L’autre publication est due à l’historienne Gabrielle Cadier-Rey. Elle porte sur la famille Monod (et ses allié(e)s : les conjoint(e)s d’un(e) descendant(e) Monod) dans la Première Guerre mondiale, en fait essentiellement des hommes (il y a une docteure, Lisbeth Thyss, épouse de Gérard Monod ; elle dirige un hôpital auxiliaire à Lyon). Les statistiques réunies par l’auteure sont édifiantes : 127 Monod et alliés ont été engagés dans la guerre (à raison d’un peu plus d’une centaine chaque année) ; 24 sont morts, soit 19 % (un peu plus que la moyenne nationale). La plupart des morts étaient sous-officiers ou sous-lieutenants et sont tombés à la tête de leurs hommes. Le contingent des 127 comptait évidemment des pasteurs, et pas moins de 24 médecins (G. Cadier-Rey fait bien remarquer que les Monod sont aussi une ou des dynasties médicales). Le livre est pour l’essentiel une anthologie de textes de guerre : correspondances et carnets. Il est organisé en deux parties : « la guerre au front » (un ensemble de textes particulièrement fort) et « la guerre autrement » (prisonniers, interprètes, médecins, pasteurs…). Parmi les signatures connues, on signalera Wilfred Monod (surtout présent à travers son plus jeune fils, Silvain, engagé volontaire à 18 ans), et Gustave Monod, qui a dû être amputé d’une jambe mais allait connaître une brillante carrière de réformateur de l’enseignement secondaire. Les autres noms sont Amphoux (2 frères tués), Biville (les 3 frères tués), Lebel. Beaucoup traversent Verdun. Le patriotisme est la règle dans la famille (Maurice Barrès devait s’en aviser dans ses Diverses familles spirituelles de la France, en 1917, en rendant hommage au jeune Francis Monod, dont le portrait ouvre le livre de G. Cadier-Rey) ; elle compte de nombreux engagés ; mais les horreurs de la guerre les frappent et les obsèdent bientôt. À tous ces textes que troue la violence, on peut préférer, à la fin de l’ouvrage, le « pèlerinage » que W. Monod a effectué à Verdun en juin 1920 (ce récit appartient à un petit livre publié par la même valeureuse maison Ampelos : W. Monod, Verdun (un Dyptique), 2016).
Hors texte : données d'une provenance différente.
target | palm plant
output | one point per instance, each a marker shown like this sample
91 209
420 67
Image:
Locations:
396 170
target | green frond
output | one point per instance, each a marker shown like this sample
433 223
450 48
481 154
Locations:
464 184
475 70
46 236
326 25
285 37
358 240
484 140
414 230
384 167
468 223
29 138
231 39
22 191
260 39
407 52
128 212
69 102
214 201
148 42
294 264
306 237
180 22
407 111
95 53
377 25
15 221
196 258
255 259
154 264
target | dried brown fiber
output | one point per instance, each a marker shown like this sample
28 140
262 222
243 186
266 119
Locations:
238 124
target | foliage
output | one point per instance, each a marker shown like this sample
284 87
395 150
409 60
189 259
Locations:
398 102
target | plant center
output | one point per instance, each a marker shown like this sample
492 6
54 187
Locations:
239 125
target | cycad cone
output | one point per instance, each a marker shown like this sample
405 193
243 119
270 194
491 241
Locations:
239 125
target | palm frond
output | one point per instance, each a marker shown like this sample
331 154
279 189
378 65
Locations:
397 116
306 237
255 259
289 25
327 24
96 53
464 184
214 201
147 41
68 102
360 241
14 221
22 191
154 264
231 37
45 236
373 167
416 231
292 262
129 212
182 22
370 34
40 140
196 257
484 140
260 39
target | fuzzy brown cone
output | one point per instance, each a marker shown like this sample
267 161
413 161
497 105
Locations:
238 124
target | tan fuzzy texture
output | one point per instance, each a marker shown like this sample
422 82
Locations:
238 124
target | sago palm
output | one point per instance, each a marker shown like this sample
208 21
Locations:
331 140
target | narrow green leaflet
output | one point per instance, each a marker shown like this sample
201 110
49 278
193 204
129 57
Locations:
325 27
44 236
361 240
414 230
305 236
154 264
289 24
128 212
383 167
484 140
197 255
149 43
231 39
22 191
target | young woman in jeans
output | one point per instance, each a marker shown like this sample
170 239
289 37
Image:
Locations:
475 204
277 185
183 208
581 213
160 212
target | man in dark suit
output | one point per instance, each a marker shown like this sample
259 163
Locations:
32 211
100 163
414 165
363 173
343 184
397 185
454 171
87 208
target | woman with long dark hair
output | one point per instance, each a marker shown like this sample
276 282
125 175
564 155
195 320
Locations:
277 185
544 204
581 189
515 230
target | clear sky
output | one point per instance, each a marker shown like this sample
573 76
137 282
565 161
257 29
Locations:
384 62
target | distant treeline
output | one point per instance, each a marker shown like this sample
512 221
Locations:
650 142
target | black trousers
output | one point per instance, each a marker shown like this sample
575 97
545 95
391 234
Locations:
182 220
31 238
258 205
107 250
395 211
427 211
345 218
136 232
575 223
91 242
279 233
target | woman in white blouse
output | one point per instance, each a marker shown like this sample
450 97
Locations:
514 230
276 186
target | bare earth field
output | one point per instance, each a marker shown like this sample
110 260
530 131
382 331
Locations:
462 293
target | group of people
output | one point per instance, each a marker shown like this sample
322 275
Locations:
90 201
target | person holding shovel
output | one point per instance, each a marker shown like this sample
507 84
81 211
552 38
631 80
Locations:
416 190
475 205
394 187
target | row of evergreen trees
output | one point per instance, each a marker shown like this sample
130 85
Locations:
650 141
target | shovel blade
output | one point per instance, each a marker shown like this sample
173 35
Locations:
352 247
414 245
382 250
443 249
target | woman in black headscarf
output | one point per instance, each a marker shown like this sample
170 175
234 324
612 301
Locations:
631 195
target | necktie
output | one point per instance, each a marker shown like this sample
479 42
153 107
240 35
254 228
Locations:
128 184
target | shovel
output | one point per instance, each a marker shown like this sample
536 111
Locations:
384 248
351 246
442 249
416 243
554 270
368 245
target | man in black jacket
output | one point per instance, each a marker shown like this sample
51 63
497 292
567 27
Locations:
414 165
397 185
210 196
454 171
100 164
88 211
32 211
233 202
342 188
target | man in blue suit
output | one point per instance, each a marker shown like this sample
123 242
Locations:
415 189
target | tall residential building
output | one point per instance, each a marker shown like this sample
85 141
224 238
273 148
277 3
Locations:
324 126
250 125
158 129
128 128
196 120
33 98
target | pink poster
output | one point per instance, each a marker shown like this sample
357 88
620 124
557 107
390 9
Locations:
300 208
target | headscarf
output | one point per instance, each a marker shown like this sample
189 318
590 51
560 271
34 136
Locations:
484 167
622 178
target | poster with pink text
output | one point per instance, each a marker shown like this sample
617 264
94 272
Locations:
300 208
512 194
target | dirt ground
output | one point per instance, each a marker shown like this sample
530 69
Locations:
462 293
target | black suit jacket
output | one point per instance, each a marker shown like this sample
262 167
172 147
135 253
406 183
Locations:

La préface d’André Encrevé pose une question qui n’a rien à voir avec la guerre mais qui fait réfléchir : qu’est-ce qu’une « grande » famille ? Les deux livres dont il vient d’être brièvement rendu compte apportent une série d’éléments de réponse. J’ose ajouter que les Monod, moins heureux que les Bost ou les Dreyfus à cet égard, attendent toujours leur historien (qu’il s’agisse d’une personne physique ou morale).